Lebih ironis lagi, warga setempat sering lupa dengan nama asli rusun tersebut. Rusun empat tingkat dan dua blok itu lebih dikenal sebagai Rusun Syiah. Ya, itulah tempat pengungsian penganut Syiah Sampang. Mereka terusir setelah tempat tinggalnya dibakar. Sebagian keluarga mereka menjadi korban persekusi, bahkan harus meregang nyawa. Jika dihitung, inilah tahun keenam bagi sekitar 81 keluarga atau sekitar 340 jiwa di sana merayakan momen kemerdekaan.
"Yaa kalau setiap tahunnya memang kami pasang bendera-bendera mas. Cuma, karena memang di sini, sebelum Agustus-an, ada yang kecelakaan. Harus dijahit, dirawat di rumah sakit. Akhirnya uang urunan yang harusnya buat bendera kami berikan untuk membantu mereka," terang Iklil Almilal kepada IDN Times, Jumat (17/8). Dia adalah koordinator pengungsi Syiah Sampang.
Sepi dan hening. Begitulah suasana Rusunawa Jemundo di pagi 17 Agustus 2018. Kala itu jarum jam menunjukkan pukul 09.30 WIB. Tidak ada upacara di sini. Menurut Iklil, momen kemerdekaan hari ini tidak ada bedanya dengan tahun-tahun sebelumnya.
"Kami begini-begini saja mas. Paling lomba-lomba buat anak kecil. Palingan juga kami nanti malam akan mengadakan doa bersama," lanjutnya dengan aksen Madura yang begitu kental. Mewakili suara pengungsi, pria berusia 46 tahun itu berharap agar pemerintah mewujudkan kemerdekaan yang hakiki bagi mereka.
Lantas, apa arti kemerdekaan bagi mereka? Apakah sesungguhnya mereka masih "terjajah"?
Baca Juga: Ma'ruf Amin Jadi Cawapres, Pengungsi Syiah Yakin Tak Akan Difatwa Sesat
1. Merasa menjadi korban politisasi agama akibat Pilkada
Kotor dan penuh tumpukan sampah beraroma tak sedap. Itulah kesan pertama yang pasti ditangkap oleh pendatang baru.
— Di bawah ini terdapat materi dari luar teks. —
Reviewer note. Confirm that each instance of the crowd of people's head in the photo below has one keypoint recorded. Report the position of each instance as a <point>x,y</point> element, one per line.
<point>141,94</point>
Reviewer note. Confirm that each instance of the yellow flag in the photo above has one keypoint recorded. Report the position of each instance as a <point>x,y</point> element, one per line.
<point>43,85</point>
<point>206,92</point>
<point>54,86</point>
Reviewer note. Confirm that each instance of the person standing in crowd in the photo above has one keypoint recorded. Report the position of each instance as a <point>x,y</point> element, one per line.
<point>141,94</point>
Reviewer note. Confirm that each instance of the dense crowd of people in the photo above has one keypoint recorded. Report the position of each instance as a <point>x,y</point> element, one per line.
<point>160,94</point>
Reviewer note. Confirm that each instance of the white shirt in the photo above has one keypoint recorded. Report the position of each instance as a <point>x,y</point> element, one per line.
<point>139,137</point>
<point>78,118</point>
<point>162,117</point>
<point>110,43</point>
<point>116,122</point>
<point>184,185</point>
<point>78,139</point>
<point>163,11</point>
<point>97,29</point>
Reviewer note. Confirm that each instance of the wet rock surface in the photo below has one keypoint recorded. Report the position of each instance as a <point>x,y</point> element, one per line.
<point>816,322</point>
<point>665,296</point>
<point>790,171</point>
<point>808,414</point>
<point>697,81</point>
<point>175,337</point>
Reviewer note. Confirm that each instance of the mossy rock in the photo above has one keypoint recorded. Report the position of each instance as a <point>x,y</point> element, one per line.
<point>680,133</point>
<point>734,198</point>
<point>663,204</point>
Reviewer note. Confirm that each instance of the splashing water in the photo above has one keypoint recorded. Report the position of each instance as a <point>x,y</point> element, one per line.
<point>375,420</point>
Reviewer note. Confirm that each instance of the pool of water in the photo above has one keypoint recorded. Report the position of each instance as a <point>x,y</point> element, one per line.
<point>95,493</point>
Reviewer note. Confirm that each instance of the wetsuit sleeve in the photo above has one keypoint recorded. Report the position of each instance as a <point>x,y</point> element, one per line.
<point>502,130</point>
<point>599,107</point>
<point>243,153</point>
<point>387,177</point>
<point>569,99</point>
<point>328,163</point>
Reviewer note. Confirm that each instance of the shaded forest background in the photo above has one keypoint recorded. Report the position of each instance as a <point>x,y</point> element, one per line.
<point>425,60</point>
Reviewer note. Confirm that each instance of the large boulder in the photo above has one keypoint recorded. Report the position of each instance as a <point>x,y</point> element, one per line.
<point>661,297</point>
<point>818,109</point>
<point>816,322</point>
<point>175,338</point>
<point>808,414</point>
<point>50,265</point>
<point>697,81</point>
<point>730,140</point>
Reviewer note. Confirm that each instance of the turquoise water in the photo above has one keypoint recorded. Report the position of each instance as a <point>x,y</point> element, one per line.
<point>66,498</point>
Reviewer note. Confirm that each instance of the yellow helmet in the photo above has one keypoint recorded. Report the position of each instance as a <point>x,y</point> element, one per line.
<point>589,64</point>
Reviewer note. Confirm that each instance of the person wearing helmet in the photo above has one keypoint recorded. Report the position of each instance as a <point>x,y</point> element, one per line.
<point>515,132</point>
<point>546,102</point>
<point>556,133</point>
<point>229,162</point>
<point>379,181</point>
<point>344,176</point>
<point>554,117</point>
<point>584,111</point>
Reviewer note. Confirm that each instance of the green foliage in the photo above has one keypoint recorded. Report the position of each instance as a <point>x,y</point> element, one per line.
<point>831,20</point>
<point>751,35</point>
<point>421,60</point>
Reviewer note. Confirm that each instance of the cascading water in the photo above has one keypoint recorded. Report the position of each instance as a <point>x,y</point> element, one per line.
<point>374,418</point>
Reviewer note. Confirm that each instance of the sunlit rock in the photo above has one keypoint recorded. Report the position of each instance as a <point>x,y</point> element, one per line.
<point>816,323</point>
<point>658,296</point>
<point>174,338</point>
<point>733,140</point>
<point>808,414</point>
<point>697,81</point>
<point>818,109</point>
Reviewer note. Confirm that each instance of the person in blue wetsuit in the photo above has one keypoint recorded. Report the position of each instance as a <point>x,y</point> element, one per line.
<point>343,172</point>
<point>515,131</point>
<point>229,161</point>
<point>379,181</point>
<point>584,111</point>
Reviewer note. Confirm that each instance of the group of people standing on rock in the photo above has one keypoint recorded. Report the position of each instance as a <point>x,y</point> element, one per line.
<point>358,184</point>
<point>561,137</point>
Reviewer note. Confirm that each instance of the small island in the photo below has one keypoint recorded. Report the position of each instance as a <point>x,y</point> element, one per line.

Tembok yang dulunya putih mulai tertutup oleh lumut. Ubin yang awalnya berwarna putih mulai berubah menjadi hitam. Bahkan, tiang penyangga yang harusnya kokoh mulai rapuh seakan termakan usia.
Tepat 21 Juni 2013 silam mereka mulai menjadi penghuni Rusunawa Jemundo. Mereka tidak bisa berbuat apa-apa setelah kampungnya dibumihanguskan. Para pengungsi merasa bahwa apa yang mereka rasakan saat ini adalah buah dari politisasi agama saat Pilkada.
"Sebelumnya kami tinggal di Gor Sampang selama 9 bulan. Akhirnya pemerintah memindahan kami ke sini. Yaa beginilah kondisinya, kami tinggal di kamar dengan luas 5x6 meter, itupun ada yang keluarganya 8 orang. Pastinya gak cukup mas," ujarnya.
Pemerintah memang memberikan kompensasi setiap bulannya sebesar Rp709 ribu untuk setiap jiwa. Kendati begitu, Iklil mengatakan angka tersebut sangatlah kurang untuk tetap hidup di tahun 2018. "Kami kan punya anak. Ada yang SMP, SMP, ada juga yang kuliah," kata dia. "Kalau memang kami gak punya uang, kami akan minta sekolah supaya mengizinkan hutang dan dibayar bulan depan."
"Kami sangat yakin mas kami ini korban fitnah. Kami korban kepentingan. Kami dianggap mengubah tatanan Sampang. Itulah yang dijadikan alat politik saat Pilkada. Akhirnya yang gak senang sama kami tega membakar rumah kami. Kenapa kami yakin korban fitnah? Karena kami bertemu dengan mereka yang membakar dan mereka sudah minta maaf. Mereka mengakui bahwa mereka tersulut fitnah," Iklil menambahkan.